Monday, March 9, 2009

What is curated data?

The compound term curated data merely means data (in a loose sense, that may include even the most sophisticated computational formats for structured information, media, and even knowledge) that has been collected and organized under the supervision of one or more persons considered to be qualified to engage in such an activity. Such a person may in fact be a scientist or other expert in a relevant field, or may merely be someone acting in a clerical capacity who simply verifies that the data is "acceptable" according to the requirements of whoever has commissioned the curation of the data. The implication is that the resulting database (or data series or data set) is of high quality. The contrast is with data which may have been gathered through some automated process or using particularly low or unskilled workers such that the quality of the data is unverified and possibly unreliable.

An example of curated data is the extensive computable data supplied with Mathematica from Wolfram Research.

-- Jack Krupansky

Sunday, March 8, 2009

The DIKW hierarchy - Data, Information, Knowledge, Wisdom

The DIKW hierarchy is a rough model for relating data, information, knowledge, and wisdom. Granted, the model lacks scientific precision and may not have a lot of functional utility, among numerous criticisms, but I personally find that it helps to clarify what level of refinement and robustness we are dealing with.

There is implicitly a lower-level below the DIKW hierarchy, the signal level where we have raw sensor readings before they are formatted into data.

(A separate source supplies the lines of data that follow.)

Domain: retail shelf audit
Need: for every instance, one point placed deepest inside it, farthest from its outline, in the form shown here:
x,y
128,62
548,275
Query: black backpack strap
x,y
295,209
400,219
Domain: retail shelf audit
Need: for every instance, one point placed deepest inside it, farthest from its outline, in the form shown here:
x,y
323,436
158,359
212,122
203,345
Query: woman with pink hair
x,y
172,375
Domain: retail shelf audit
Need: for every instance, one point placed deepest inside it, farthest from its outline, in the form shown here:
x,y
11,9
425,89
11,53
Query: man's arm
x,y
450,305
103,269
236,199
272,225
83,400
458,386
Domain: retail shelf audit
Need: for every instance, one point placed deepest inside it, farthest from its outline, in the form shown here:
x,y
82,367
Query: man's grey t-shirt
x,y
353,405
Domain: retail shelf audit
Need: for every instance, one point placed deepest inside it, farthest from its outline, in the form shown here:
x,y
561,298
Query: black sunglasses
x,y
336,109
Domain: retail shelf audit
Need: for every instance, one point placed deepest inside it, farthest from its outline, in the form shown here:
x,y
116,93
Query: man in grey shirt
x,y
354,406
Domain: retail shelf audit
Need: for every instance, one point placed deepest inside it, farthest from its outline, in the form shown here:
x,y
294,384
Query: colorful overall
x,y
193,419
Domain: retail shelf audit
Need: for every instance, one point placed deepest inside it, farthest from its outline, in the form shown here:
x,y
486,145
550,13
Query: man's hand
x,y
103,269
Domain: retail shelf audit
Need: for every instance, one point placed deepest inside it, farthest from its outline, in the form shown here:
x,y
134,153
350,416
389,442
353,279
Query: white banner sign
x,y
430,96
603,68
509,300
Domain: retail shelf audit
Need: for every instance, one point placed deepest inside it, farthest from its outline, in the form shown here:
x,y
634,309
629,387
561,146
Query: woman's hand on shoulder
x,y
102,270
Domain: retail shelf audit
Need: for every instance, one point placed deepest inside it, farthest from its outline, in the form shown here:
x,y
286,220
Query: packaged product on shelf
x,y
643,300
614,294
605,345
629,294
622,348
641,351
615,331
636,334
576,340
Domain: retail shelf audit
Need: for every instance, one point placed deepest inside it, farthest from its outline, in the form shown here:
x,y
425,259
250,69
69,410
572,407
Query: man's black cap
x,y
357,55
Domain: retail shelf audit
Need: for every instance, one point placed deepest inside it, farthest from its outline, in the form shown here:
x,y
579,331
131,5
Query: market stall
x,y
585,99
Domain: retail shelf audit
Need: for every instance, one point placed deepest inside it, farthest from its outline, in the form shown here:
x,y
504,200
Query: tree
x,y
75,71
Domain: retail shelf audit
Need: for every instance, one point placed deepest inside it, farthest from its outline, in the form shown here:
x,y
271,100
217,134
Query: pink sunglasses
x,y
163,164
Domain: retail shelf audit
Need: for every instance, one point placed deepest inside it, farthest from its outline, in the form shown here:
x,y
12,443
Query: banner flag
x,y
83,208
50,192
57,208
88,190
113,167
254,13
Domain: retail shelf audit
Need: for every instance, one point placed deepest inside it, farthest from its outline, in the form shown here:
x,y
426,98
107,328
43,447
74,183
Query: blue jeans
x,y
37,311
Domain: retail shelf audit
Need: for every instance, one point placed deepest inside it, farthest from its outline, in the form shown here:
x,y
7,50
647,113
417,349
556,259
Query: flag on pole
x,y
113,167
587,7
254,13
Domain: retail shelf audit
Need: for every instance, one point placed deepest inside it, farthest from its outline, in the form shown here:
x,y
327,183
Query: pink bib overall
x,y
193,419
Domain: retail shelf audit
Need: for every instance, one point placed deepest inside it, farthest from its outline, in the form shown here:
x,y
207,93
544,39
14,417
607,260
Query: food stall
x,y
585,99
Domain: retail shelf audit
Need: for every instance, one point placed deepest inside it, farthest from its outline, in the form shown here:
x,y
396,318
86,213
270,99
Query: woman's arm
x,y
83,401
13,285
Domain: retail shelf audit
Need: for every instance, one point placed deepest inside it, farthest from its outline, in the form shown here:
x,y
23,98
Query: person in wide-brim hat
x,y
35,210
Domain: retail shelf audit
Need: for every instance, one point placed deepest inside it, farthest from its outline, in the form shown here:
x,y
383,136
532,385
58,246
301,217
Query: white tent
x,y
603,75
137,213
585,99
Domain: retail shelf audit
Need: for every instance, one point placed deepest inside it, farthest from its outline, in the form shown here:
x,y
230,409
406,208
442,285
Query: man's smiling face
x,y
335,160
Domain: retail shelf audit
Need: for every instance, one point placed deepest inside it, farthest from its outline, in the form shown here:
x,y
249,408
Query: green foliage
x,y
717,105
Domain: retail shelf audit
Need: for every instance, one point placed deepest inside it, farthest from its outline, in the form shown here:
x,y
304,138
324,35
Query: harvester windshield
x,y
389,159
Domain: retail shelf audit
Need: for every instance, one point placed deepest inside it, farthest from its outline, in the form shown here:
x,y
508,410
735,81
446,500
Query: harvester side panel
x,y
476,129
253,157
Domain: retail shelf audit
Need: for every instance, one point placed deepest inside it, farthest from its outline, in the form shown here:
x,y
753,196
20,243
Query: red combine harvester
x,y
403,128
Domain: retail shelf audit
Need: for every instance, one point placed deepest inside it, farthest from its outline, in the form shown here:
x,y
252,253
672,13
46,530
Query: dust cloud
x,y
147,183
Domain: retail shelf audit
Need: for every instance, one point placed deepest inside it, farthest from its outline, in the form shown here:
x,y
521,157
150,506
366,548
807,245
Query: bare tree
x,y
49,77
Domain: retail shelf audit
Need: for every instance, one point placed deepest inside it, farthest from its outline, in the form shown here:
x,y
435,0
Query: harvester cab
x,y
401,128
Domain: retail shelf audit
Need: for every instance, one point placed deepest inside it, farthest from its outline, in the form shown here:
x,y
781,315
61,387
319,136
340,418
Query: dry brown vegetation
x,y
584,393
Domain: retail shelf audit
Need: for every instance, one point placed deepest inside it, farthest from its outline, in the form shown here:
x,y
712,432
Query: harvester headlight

Data (or a data item) has little meaning directly attached to it. We have primitive data types such as integers, floating point numbers, character strings, boolean flags, etc., and we have streams of data. We speak of data values or the value of a data item.

Information takes data and applies structure and rudimentary meaning. We have records, structures, database tables, and other methods and mechanisms for organizing raw data items into somewhat abstract structures. These structures may be coupled with methods for manipulating the information and rules that constrain the information and structures or define relationships among subsets of the information. This is the meat and potatoes of computation as we know it today.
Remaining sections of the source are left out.